When the government had revoked Article 370 in August 2019, most locals had then said that it was done to bring outsiders into Jammu And Kashmir.

"Now it has actually happened," said Muneer Ahmad, a school teacher from central Kashmir's Budgam.

"The government is trying to garner the support of farmers when they say no agricultural land will be taken away. But they are lying," he adds.

Rohit Kansal, the official spokesperson of Jammu Kashmir administration, however, says that there is no reason for people to fear the new land laws, and assured that these laws will bring development and prosperity in the Valley.

"The new land laws will not only afford protection to over 90 percent of the land in Jammu and Kashmir from being alienated to outsiders but will also help revamp the agriculture sector, foster rapid industrialisation, aid economic growth and create jobs," said Kansal.

But Valley-based RTI activist Raja Muzaffar Bhat disagrees with the government's claims.

"The government's claim that 90 percent of the land is protected is a lie," said Muzzafar.

"There are only two types of land in Jammu and Kashmir. We have either agricultural land or forest land, and both cannot be used for industrial or construction purposes," explains Bhat.

But, at the same time, both types of land are already getting used for these purposes, he claims.

Bhat also warns of crises in the Valley as Jammu and Kashmir has the lowest average per family landholding in the country.
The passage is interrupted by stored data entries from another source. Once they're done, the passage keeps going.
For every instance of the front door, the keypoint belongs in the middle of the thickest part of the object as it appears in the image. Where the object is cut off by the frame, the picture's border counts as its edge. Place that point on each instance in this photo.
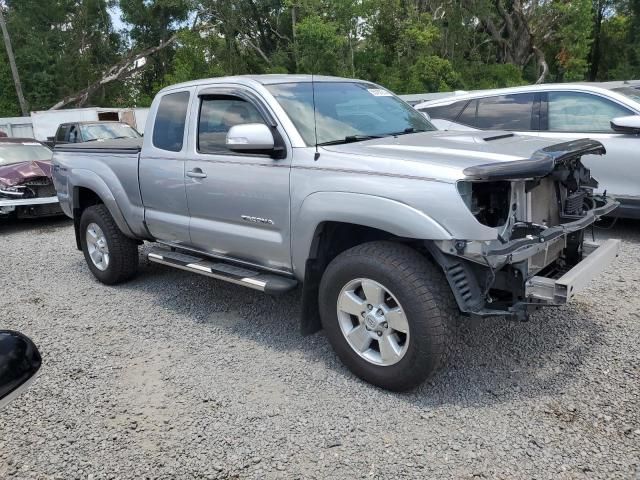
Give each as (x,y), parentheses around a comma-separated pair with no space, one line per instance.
(238,203)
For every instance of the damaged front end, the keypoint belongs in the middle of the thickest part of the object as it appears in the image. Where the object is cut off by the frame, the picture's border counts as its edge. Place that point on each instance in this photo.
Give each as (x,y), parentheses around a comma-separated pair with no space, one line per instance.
(27,191)
(539,208)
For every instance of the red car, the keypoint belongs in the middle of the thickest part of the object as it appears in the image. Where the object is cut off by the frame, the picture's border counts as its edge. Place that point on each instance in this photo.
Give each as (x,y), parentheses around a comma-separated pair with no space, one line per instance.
(26,188)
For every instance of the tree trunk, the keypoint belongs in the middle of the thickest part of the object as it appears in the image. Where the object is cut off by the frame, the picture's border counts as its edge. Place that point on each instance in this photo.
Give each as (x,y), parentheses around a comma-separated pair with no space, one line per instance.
(293,35)
(123,69)
(594,54)
(14,69)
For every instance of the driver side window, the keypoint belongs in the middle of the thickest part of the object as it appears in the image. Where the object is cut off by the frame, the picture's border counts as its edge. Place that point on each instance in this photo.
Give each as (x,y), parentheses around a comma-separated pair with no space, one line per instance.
(582,112)
(217,116)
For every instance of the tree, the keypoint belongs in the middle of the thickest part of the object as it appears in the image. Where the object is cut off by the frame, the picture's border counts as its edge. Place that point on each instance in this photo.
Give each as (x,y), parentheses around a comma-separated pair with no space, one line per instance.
(12,64)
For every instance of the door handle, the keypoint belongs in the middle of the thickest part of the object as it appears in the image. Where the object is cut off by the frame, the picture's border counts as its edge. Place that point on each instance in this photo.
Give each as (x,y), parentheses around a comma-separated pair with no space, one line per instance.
(196,173)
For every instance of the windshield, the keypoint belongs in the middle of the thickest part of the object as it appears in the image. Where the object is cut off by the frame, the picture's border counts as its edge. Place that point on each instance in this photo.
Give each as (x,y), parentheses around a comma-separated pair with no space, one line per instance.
(629,92)
(103,131)
(23,152)
(347,111)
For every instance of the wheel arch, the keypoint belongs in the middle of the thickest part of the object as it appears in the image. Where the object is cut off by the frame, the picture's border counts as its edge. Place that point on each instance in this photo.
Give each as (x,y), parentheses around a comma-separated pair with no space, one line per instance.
(88,190)
(329,223)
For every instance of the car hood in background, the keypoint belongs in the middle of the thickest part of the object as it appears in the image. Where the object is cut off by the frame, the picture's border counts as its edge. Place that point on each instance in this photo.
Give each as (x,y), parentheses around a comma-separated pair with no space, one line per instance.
(18,173)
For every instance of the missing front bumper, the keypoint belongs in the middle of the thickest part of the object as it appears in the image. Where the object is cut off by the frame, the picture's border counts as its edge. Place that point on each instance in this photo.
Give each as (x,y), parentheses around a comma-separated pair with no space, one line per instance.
(30,207)
(559,291)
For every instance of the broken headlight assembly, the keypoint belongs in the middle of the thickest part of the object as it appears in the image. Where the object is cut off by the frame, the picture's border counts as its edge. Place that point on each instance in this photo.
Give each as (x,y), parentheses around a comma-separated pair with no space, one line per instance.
(13,192)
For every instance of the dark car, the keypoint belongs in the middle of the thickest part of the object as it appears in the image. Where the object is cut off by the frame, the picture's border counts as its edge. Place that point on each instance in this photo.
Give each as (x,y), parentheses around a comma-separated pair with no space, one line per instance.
(26,188)
(20,360)
(79,132)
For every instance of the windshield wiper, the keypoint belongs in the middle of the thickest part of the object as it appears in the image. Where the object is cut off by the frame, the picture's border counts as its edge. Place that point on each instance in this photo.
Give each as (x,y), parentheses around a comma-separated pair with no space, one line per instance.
(405,132)
(350,139)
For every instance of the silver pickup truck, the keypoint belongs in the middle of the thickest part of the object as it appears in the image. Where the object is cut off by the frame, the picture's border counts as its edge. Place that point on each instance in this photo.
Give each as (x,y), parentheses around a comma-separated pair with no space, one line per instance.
(390,227)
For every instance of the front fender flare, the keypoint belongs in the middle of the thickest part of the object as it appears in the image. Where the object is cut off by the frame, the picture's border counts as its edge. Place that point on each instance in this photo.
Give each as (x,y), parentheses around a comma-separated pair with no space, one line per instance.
(373,211)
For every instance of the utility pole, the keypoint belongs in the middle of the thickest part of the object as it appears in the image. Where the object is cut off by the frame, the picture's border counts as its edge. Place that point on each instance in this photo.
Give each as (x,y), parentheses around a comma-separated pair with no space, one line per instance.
(12,62)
He believes that the UT administration should go for a sustainable development approach in Kashmir rather than allowing big industries.

"Instead of making laws which would give legal protection to land, they are making laws which will destroy our land," said Bhat.
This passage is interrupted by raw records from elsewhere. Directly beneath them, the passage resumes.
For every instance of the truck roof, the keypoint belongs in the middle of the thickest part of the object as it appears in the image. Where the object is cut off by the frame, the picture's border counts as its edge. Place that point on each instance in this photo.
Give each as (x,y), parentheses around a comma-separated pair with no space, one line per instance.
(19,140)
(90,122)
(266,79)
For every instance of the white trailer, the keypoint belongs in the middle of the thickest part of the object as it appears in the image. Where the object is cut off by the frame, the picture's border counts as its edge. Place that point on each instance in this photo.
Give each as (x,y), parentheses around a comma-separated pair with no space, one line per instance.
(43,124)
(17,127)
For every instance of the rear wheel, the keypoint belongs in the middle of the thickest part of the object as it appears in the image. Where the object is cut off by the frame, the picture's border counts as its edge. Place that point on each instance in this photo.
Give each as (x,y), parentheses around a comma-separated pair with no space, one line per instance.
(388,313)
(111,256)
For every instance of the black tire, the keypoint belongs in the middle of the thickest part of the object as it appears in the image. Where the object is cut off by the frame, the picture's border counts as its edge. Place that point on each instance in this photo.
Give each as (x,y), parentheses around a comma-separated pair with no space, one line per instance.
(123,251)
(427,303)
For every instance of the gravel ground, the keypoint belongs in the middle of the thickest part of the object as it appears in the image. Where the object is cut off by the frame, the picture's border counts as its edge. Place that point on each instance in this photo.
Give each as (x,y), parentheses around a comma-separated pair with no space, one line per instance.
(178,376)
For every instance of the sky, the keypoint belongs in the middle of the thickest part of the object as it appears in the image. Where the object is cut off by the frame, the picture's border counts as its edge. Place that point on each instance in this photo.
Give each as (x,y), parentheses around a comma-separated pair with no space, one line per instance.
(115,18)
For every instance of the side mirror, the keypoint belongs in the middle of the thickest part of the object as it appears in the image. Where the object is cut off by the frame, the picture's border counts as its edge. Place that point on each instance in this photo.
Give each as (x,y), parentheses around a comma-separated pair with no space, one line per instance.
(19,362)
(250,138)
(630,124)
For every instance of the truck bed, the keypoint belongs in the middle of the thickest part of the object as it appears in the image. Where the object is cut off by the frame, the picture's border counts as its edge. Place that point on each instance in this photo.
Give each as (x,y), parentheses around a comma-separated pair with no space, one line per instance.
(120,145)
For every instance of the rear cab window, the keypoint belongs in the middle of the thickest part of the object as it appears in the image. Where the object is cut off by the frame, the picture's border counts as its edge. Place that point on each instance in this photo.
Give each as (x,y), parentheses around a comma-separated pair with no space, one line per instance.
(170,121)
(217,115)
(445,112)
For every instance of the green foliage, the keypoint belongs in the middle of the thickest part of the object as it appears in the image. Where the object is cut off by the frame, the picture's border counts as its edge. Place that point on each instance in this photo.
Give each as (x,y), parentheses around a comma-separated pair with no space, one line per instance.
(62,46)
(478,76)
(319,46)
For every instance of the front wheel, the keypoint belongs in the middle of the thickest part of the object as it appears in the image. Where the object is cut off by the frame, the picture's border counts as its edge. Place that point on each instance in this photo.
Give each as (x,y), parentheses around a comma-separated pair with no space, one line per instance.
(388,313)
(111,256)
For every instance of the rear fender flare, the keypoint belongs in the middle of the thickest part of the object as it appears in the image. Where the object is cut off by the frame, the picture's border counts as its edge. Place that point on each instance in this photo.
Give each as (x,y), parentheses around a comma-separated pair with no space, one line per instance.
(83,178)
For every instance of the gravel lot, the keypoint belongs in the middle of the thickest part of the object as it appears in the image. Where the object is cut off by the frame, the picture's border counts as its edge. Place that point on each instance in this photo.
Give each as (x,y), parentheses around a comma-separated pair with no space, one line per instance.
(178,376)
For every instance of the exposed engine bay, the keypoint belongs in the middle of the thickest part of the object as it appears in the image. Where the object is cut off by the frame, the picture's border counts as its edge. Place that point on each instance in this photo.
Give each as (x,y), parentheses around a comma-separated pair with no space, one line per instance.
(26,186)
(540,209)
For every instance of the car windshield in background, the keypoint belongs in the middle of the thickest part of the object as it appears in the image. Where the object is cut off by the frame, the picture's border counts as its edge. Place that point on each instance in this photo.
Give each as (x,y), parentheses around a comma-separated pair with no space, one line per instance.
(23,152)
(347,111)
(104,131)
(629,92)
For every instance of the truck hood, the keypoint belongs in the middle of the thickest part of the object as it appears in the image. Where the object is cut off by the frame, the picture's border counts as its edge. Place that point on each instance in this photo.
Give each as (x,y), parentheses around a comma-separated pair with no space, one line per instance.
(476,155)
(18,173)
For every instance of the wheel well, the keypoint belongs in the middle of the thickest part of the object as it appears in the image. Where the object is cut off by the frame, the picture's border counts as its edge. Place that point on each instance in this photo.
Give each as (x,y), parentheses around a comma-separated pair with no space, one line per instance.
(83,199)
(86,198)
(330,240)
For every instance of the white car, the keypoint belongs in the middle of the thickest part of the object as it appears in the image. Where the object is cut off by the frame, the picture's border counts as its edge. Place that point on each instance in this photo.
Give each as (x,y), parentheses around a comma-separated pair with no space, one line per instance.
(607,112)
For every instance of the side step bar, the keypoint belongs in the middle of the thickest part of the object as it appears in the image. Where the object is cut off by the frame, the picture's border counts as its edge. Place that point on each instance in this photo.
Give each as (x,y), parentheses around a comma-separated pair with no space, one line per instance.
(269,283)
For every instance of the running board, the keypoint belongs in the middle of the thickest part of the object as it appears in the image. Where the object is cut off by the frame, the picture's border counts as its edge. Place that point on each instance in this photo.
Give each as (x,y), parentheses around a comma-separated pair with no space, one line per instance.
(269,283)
The UT administration has maintained the concerns of local people will be taken care of, however, Manoj Sinha, Lieutenant Governor, Jammu and Kashmir, said, "Like the rest of the country, we want good industries to come here so that there will be progress, development, and employment."

J&K spokesperson Kansal said that the new land laws have "adequate protection" against alienation of land to outsiders. "A number of protections have been built into the new laws on similar lines as has been enacted in other states such as Himachal Pradesh and Uttarakhand," he said.

According to him, no agricultural land can be transferred to any person from outside the UT of Jammu and Kashmir but can be only sold to an agriculturist from within Jammu and Kashmir. Second, no agricultural land will be used for non-agricultural purposes.

Another worrying part of the new land laws, locals said, is that they allow the army to declare any land as strategic and acquire it.

But Kansal told that Section 3 (of the J&K Development Act on Strategic Areas) has nothing to do with the transfer of any land to the armed forces.

He said, "The transfer, both acquisition and requisitions will continue to be governed by the existing laws and norms on the subject."